After all, I was hospitalized for 5 days. I was very happy to go home and felt like a new person after sleeping overnight in my bed. After 10 weeks, the wound healed, but the reconstructed breast is still barely visible.
The next step is to make a nipple. It involves two small steps and a tattoo. Hopefully it will make me feel a little more like my old self.
Breast cancer is the most common cancer in the UK, with 55,200 new cases each year. One in eight women in the UK is diagnosed with it.
Being part of such a large community has something to be terribly reassuring. Social media, especially Instagram, is a great source of support and that’s where I gathered a lot of tips before surgery.
What is the best advice I have been given? Buy a super long lasting phone charger. Ask your friends to bring you some nice food (the hospital meal didn’t exceed my expectations). And when you’re trapped under a sweaty heated blanket, facial splits are a godsend.
Nobody told me this, but I wish they had: If they give you ketamine and you’re on a bad trip, stay calm-the bed actually gives you I haven’t eaten. (If that happens to you, I hope a nurse or anesthesiologist will hold your hand and remind you to breathe, saying it’s all okay. Someone I If you did it for, it would have created a world of difference.)

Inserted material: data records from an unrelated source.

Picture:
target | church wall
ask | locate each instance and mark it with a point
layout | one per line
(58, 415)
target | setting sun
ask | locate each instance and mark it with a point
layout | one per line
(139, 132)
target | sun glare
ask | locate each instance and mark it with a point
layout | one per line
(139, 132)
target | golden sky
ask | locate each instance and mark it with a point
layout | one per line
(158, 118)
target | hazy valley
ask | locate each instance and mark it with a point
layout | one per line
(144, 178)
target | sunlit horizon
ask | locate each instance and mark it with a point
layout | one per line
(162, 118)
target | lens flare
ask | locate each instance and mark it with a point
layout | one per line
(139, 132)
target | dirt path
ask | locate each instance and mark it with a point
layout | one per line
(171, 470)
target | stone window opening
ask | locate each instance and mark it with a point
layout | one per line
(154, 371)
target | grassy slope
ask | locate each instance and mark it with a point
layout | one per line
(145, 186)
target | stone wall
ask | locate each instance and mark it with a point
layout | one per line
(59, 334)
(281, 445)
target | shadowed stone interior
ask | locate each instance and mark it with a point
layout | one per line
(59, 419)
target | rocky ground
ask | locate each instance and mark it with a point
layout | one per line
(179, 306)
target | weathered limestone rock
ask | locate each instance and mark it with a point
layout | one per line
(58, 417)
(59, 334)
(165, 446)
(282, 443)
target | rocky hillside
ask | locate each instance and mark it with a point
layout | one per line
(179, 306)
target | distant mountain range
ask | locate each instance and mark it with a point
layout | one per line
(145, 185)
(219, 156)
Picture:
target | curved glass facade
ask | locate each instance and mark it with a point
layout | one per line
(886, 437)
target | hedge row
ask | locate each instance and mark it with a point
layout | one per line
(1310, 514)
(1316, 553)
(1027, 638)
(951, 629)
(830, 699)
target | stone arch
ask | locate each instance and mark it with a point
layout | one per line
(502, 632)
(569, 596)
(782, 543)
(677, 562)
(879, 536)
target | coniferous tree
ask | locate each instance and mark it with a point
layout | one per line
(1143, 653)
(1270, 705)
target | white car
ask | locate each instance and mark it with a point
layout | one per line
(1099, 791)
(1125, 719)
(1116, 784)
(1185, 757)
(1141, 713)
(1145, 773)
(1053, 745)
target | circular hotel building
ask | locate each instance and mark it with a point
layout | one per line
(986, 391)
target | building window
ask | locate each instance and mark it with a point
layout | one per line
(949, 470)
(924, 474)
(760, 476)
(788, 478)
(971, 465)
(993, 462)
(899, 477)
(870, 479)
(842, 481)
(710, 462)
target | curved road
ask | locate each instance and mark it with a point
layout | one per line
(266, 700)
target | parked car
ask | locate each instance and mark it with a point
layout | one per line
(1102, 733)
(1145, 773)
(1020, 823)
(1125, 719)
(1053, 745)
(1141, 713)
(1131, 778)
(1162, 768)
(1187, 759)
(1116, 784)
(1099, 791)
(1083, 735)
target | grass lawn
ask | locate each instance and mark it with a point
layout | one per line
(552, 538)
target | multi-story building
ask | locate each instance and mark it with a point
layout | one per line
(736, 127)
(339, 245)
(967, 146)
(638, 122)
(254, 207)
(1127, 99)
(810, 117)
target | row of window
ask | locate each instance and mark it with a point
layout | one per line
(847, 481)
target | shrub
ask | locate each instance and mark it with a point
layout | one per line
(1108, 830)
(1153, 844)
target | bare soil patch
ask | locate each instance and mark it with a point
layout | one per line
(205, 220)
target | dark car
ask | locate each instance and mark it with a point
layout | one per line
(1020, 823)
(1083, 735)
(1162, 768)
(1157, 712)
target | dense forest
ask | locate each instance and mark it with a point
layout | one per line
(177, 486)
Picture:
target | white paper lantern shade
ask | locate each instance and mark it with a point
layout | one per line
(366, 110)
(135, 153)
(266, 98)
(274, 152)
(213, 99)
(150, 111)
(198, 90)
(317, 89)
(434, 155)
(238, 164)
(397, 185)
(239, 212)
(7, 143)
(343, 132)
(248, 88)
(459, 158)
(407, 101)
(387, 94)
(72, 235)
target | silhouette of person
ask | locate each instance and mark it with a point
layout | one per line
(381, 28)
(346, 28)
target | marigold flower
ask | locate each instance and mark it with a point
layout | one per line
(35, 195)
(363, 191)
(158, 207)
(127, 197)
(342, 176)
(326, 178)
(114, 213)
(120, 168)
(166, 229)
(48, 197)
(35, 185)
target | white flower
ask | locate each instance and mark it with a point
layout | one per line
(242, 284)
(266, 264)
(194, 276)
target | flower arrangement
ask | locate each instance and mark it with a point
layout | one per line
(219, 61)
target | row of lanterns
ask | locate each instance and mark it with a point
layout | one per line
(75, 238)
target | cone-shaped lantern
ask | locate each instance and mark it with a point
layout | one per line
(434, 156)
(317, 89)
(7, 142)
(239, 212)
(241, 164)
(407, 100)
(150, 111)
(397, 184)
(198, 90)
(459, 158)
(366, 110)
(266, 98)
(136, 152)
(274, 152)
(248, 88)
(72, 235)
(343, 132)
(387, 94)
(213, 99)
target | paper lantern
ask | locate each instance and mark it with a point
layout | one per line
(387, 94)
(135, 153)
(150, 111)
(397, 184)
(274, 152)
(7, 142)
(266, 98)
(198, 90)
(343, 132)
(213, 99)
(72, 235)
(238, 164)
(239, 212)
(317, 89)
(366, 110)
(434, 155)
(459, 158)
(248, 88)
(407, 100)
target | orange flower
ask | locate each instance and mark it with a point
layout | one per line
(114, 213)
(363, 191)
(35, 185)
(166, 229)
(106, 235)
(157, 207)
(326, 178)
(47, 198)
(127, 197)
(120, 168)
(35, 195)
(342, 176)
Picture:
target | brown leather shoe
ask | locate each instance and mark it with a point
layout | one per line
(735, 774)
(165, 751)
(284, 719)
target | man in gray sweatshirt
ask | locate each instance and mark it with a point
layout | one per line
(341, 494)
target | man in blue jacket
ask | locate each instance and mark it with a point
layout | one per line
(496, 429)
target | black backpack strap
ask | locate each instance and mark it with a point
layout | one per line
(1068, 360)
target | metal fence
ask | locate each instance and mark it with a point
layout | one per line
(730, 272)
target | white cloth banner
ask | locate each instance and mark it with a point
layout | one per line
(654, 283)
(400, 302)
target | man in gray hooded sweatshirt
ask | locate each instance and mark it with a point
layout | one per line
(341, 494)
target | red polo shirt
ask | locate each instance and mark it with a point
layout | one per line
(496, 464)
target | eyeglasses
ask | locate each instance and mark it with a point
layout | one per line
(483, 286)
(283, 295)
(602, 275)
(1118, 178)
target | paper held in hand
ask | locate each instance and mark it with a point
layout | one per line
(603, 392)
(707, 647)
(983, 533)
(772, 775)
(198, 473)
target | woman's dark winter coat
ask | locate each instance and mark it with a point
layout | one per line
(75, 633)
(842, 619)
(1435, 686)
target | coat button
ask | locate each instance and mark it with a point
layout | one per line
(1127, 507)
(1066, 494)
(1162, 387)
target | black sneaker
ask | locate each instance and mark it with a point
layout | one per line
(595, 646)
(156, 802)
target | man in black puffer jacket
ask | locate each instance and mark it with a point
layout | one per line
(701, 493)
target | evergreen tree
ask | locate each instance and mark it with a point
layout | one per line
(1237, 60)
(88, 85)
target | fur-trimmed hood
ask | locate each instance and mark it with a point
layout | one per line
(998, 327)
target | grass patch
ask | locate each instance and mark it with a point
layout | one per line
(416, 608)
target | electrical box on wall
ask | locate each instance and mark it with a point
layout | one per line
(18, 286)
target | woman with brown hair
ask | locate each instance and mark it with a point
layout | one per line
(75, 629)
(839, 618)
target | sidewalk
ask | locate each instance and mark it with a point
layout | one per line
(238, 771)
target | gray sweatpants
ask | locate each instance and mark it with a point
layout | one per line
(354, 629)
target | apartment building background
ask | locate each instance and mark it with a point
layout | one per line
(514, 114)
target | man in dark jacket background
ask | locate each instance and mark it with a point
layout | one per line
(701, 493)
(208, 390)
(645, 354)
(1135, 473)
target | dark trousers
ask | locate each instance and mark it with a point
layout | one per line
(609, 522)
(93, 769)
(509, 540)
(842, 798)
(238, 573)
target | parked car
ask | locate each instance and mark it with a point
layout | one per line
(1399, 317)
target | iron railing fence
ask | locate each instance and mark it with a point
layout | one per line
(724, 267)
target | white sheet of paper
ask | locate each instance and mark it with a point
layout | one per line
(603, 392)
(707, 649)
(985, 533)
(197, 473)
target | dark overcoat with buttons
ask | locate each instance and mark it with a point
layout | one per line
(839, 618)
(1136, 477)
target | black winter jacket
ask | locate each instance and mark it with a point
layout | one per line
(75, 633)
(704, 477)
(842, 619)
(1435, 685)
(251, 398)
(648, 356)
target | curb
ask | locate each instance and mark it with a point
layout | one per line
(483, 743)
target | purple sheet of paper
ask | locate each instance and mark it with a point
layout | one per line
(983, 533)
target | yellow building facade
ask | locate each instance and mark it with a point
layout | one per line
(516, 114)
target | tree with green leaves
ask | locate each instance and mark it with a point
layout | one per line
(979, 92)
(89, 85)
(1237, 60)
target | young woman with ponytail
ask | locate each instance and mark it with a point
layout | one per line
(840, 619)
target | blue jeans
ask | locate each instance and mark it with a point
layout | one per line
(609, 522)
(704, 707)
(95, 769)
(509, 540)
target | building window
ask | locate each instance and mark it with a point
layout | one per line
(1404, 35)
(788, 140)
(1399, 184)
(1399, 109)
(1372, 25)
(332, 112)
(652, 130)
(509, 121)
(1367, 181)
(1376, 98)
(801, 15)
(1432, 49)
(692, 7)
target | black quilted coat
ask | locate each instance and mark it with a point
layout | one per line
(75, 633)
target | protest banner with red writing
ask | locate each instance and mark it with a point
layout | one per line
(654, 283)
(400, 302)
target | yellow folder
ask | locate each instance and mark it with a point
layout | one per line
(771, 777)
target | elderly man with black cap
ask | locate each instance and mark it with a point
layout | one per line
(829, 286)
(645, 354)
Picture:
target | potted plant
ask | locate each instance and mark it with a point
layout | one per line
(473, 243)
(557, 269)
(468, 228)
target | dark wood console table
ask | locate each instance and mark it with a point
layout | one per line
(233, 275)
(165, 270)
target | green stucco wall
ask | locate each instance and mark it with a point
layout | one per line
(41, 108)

The whole experience of being chopped and undone and very lonely and vulnerable in the hospital was not a bad thing, but very conscious of my death.
We make thousands of small decisions every day. In the past, my choices about what to buy, what to eat, or how to spend time were often based on vanity and anxiety. Do not take risks or enjoy a particular experience to worry about the future or the thoughts of others.
That doesn’t mean I’m not thinking about the future. Now I’m all about longevity. I want to be with my kids, and ideally for them, as long as possible, so I eat well, exercise, avoid stress, and get enough sleep. I just do it in a relaxed way. There, I agree with more and do my best to enjoy every moment.
Now that I am keenly aware that we live only once, many of us are not as long as we think.